How do ships prevent people from going overboard?
By law, railings have to be 42 inches tall, Professor Klein said. There were efforts to make the railings taller by about another foot, he said, after Congress began considering legislation to tighten security on ships in 2005. But in 2010, when Congress passed the Cruise Vessel Security and Safety Act, the railing height requirements were set at the current standard, he said.
The railing height is designed to keep passengers safe along ship promenades, said Brian Salerno, the senior vice president for Maritime policy at CLIA.
“The vast majority of cases are either reckless behavior or some form of intentional act,” Mr. Salerno said. “People don’t just inadvertently fall over the side of a ship.”
Professor Klein said cruise ships could limit the risks of passengers falling overboard if they limited alcohol consumption, increased railing heights and installed technology that senses when a heavy object has fallen from the ship.
The 2010 law directed cruise ships to begin developing and installing such technology, Mr. Salerno said.

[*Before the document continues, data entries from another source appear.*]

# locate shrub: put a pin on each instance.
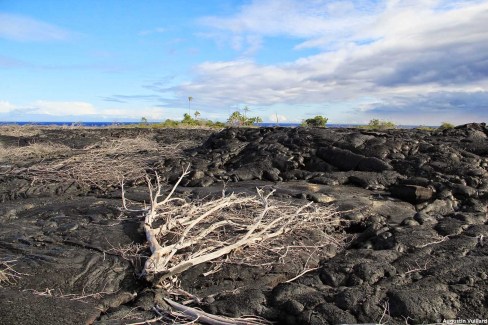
(317, 121)
(376, 124)
(446, 125)
(237, 119)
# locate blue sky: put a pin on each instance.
(411, 62)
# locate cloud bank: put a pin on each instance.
(23, 28)
(387, 58)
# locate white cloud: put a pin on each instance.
(63, 108)
(280, 118)
(6, 107)
(371, 54)
(158, 30)
(23, 28)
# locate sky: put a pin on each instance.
(416, 62)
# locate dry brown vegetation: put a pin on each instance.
(253, 230)
(7, 273)
(102, 165)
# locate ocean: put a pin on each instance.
(105, 124)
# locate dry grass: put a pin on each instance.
(37, 151)
(20, 130)
(102, 165)
(244, 229)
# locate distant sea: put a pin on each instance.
(104, 124)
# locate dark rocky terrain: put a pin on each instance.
(414, 208)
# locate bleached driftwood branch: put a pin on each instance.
(183, 234)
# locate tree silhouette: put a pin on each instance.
(246, 109)
(189, 104)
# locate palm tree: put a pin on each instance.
(189, 105)
(246, 109)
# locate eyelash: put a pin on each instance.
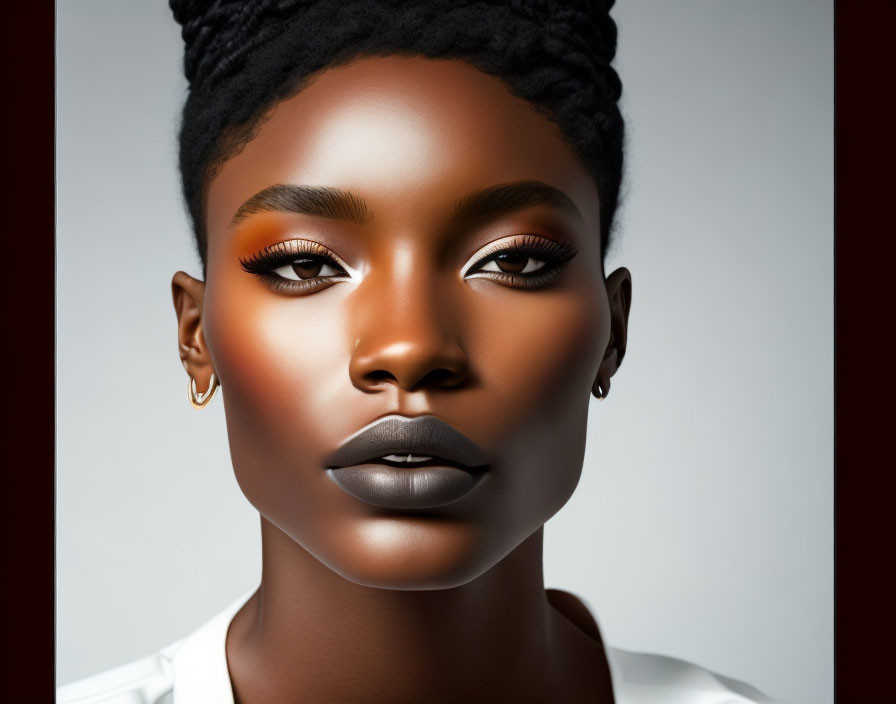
(265, 263)
(554, 255)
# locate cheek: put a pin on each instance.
(539, 353)
(278, 359)
(541, 360)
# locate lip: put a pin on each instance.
(457, 466)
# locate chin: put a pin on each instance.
(409, 553)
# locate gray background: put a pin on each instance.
(702, 527)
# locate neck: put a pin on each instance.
(310, 634)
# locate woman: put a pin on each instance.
(402, 211)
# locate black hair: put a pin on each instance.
(243, 56)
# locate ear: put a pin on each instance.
(619, 293)
(188, 294)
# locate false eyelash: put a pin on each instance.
(283, 253)
(555, 256)
(272, 257)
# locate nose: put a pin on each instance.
(405, 336)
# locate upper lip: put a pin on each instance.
(395, 434)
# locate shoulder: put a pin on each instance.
(646, 678)
(149, 680)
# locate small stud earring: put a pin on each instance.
(200, 400)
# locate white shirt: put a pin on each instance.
(193, 670)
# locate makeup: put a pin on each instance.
(401, 462)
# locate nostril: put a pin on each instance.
(379, 375)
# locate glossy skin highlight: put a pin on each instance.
(417, 322)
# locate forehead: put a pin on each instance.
(409, 134)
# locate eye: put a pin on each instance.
(297, 267)
(513, 263)
(524, 261)
(308, 268)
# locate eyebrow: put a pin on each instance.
(507, 197)
(321, 201)
(337, 204)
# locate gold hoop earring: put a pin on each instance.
(200, 400)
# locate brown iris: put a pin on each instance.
(307, 268)
(511, 263)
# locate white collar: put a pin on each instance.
(201, 675)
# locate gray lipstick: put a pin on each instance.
(455, 466)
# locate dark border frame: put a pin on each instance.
(28, 506)
(864, 457)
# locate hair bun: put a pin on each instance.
(216, 31)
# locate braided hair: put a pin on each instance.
(242, 57)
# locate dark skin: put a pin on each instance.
(396, 312)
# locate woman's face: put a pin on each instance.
(432, 249)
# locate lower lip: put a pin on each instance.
(398, 487)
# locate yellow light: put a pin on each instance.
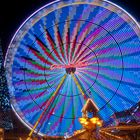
(94, 120)
(82, 120)
(86, 123)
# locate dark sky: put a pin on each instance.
(14, 12)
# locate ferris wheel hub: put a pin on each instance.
(70, 70)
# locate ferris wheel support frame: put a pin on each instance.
(47, 105)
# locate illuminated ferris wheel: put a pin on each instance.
(67, 52)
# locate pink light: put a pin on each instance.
(79, 65)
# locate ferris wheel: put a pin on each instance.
(67, 52)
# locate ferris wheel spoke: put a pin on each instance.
(53, 46)
(82, 38)
(47, 105)
(59, 42)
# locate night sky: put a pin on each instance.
(14, 12)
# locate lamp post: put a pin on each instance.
(90, 124)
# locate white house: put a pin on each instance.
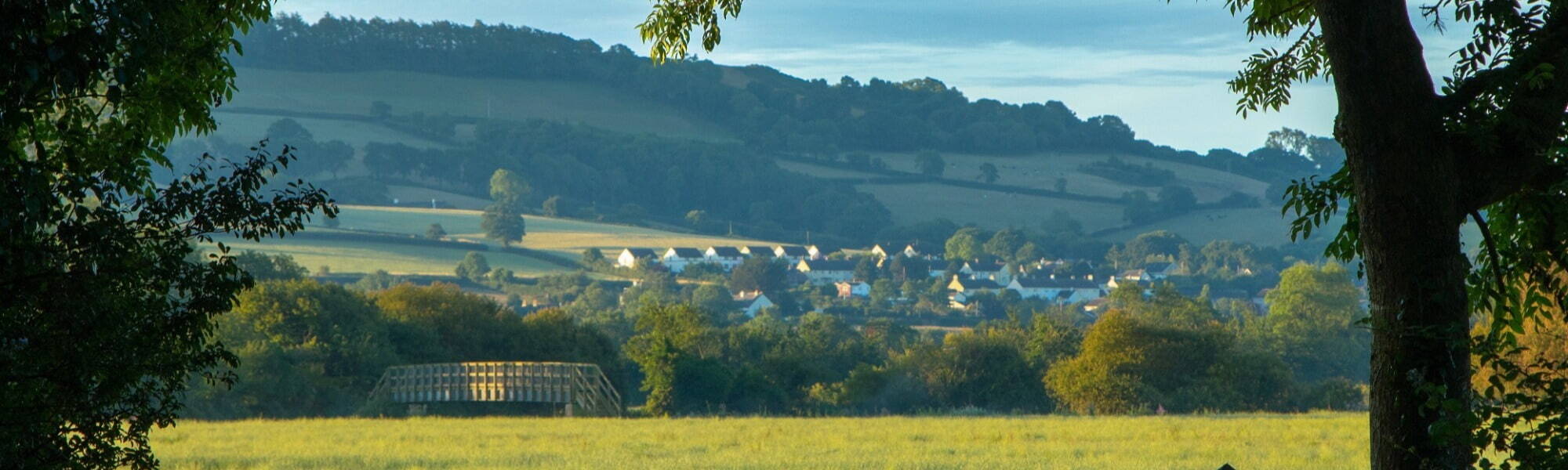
(1158, 272)
(633, 256)
(827, 272)
(882, 251)
(758, 251)
(973, 286)
(992, 272)
(677, 259)
(725, 256)
(1065, 291)
(854, 289)
(793, 255)
(758, 305)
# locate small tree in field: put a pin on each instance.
(931, 164)
(474, 267)
(989, 173)
(503, 220)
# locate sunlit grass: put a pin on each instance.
(562, 237)
(1313, 441)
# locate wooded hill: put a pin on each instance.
(468, 93)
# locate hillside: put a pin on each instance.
(354, 93)
(909, 203)
(363, 92)
(551, 236)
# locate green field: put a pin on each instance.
(1313, 441)
(352, 93)
(916, 203)
(564, 237)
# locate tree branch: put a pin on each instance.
(1531, 99)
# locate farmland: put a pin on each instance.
(1313, 441)
(564, 237)
(352, 93)
(918, 203)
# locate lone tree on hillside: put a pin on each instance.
(106, 309)
(503, 220)
(931, 164)
(1418, 164)
(989, 173)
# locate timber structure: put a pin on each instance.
(579, 388)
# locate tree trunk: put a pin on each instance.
(1406, 178)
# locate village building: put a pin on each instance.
(761, 302)
(973, 286)
(758, 251)
(827, 272)
(725, 256)
(791, 253)
(1061, 291)
(633, 258)
(1156, 272)
(678, 259)
(990, 272)
(909, 250)
(854, 289)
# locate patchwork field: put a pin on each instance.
(916, 203)
(542, 99)
(352, 93)
(920, 203)
(1315, 441)
(564, 237)
(1042, 172)
(1258, 225)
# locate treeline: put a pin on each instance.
(768, 109)
(308, 349)
(1142, 353)
(311, 349)
(589, 173)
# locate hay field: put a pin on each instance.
(1313, 441)
(344, 256)
(352, 93)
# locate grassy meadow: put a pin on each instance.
(352, 93)
(564, 237)
(1312, 441)
(916, 203)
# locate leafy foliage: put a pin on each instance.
(103, 316)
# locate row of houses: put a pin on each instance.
(1031, 283)
(728, 258)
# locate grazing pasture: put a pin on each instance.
(1312, 441)
(918, 203)
(564, 237)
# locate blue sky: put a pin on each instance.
(1161, 67)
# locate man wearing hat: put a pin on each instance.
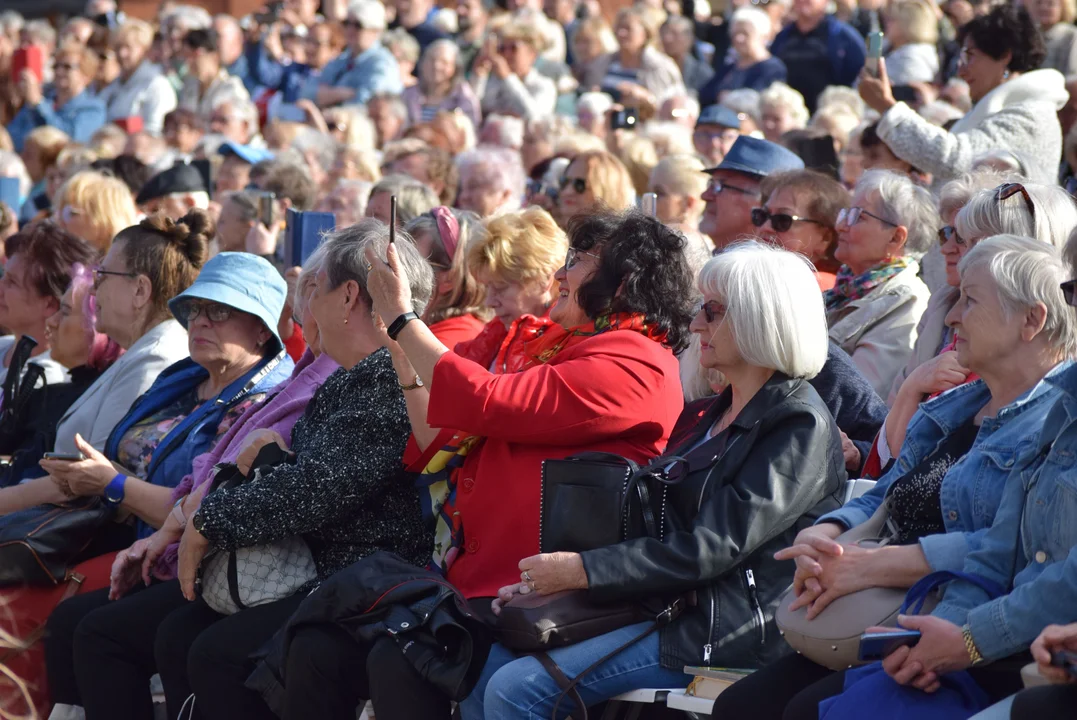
(716, 130)
(235, 171)
(735, 187)
(175, 192)
(365, 68)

It took years to create a video-surveillance system that would be sensitive enough to detect a person falling overboard and alarm a ship’s crew but that wouldn’t be triggered by other objects, like a sea gull flying by, he said. Some ships have already begun installing such systems, Mr. Salerno said.
Bartenders on cruises are also trained to watch for excessive drinking, said Robert Kritzman, a partner at Clyde & Co., an international law firm in Miami, who advises cruise companies.
“The general policy is the same as anywhere else: Once somebody becomes excessively intoxicated, you stop serving,” he said.
Carnival Corp. said the “only way to go overboard is to purposefully climb up and over the safety barriers.”
“Cruise ships have safety barriers in all public areas that are regulated by U.S. Coast Guard standards that prevent a guest from falling off,” the company said in a statement that thanked the Coast Guard and the mariner who found Mr. Grimes. “Guests should never ever climb up on the rails.”
A spokesman did not respond to follow up questions about the incident or Carnival’s safety protocols.
What happens when the crew learns that a person has gone overboard?
Cruise ships have clear protocols for what to do when a person goes overboard, Mr. Kritzman said.
Once the crew members learn that a person has gone overboard, they immediately inform the Coast Guard, stop the ship and turn around to help find the missing passenger. Often, smaller, fast boats are deployed from the ship to search for the person, Mr. Kritzman said.
The circumstances around the recent fall from the Carnival Valor, including the precise time that Mr. Grimes went overboard, remain unknown. The Coast Guard said it was investigating the incident.
Lieutenant Gross said that after the Coast Guard learned about the missing passenger, it launched a 45-foot patrol boat, a helicopter and a tracker plane to search for him. The Coast Guard set up a search area of more than 7,000 square nautical miles, roughly the size of Massachusetts, he said, and immediately alerted any mariners around the Gulf of Mexico to look for the man.
The Crinis, a bulk carrier, spotted Mr. Grimes about 20 miles south of Southwest Pass, a channel at the mouth of the Mississippi River.
Lt. Gross said he called the man’s mother and stepfather to tell them he had been found.
When he told them their son was stable and being treated at a hospital in New Orleans, he heard them cheer and cry.
Ms. White, who lives in Hampton, Va., and runs an anti-bullying organization, said she was flooded with relief when the ship announced that Mr. Grimes had been found alive.
“That was nothing but God that he survived,” she said.